The siege ended in a pitched battle. The casualties incurred by Abdallah's forces were heavy, and Qalidurut did not sue for peace. In the end, Abdallah called off the siege in exchange for negotiating a pact (baqt). According to the 9th-century Egyptian historian Ibn 'Abd al-Hakam this was because "he was unable to defeat them". The 10th-century Shiite historian Ahmad al-Kufi, who had no sympathy for the forces of the caliph, had an even stronger opinion: "The Muslims had never [before] suffered a loss like the one they had in Nubia." An Arab poet describing the battle wrote:

"My eyes ne'er saw another fight like Damqula [Dongola],

With rushing horses loaded down with coats of mail."

In the centuries that followed, however, the siege and second battle of Dongola were transformed by Muslim historians into a victory. Qalidurut was said to have come out of the city submissively seeking terms, according to al-Maqrizi. It may be that this version of events stems from the conflation of the events of 652 with late 13th-century conflict between Nubia and the Mamluks.

==Aftermath==

The details of the second battle of Dongola are scarce, but we do know that the forces of the caliphate suffered enough casualties that taking their objective—the city of Dongola—was no longer possible. A negotiated truce known as the Baqt was agreed upon by both sides and lasted for six centuries. It set up trade relations between Muslim Egypt and Christian Nubia. It involved the exchange of wheat, barley, wine, horses and linen from Egypt for 360 slaves per year from Nubia.

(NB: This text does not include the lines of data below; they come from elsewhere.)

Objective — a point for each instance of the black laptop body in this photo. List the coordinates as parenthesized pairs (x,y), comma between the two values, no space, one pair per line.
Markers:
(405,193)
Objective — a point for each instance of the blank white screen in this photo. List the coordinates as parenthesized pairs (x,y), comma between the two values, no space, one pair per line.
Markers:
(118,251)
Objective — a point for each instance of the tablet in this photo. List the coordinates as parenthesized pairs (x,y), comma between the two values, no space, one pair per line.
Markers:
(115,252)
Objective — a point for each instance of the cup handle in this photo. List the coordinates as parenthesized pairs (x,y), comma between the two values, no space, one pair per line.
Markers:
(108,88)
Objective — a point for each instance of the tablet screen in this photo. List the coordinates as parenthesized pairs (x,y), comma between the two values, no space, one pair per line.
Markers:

The Baqt was without precedent in the early history of Islam. Also new to the paradigm of Muslim-Non Muslim Relations was Nubia's status as a land free from conquest. Traditionally, Nubia was made the exception. It was a Christian region where its rulers did business with Muslim rulers on equal terms well until the 12th century when the power of Nubia began to wane. As a result of the battle and the Baqt, Christian Nubia had the space to flourish for the next 600 years.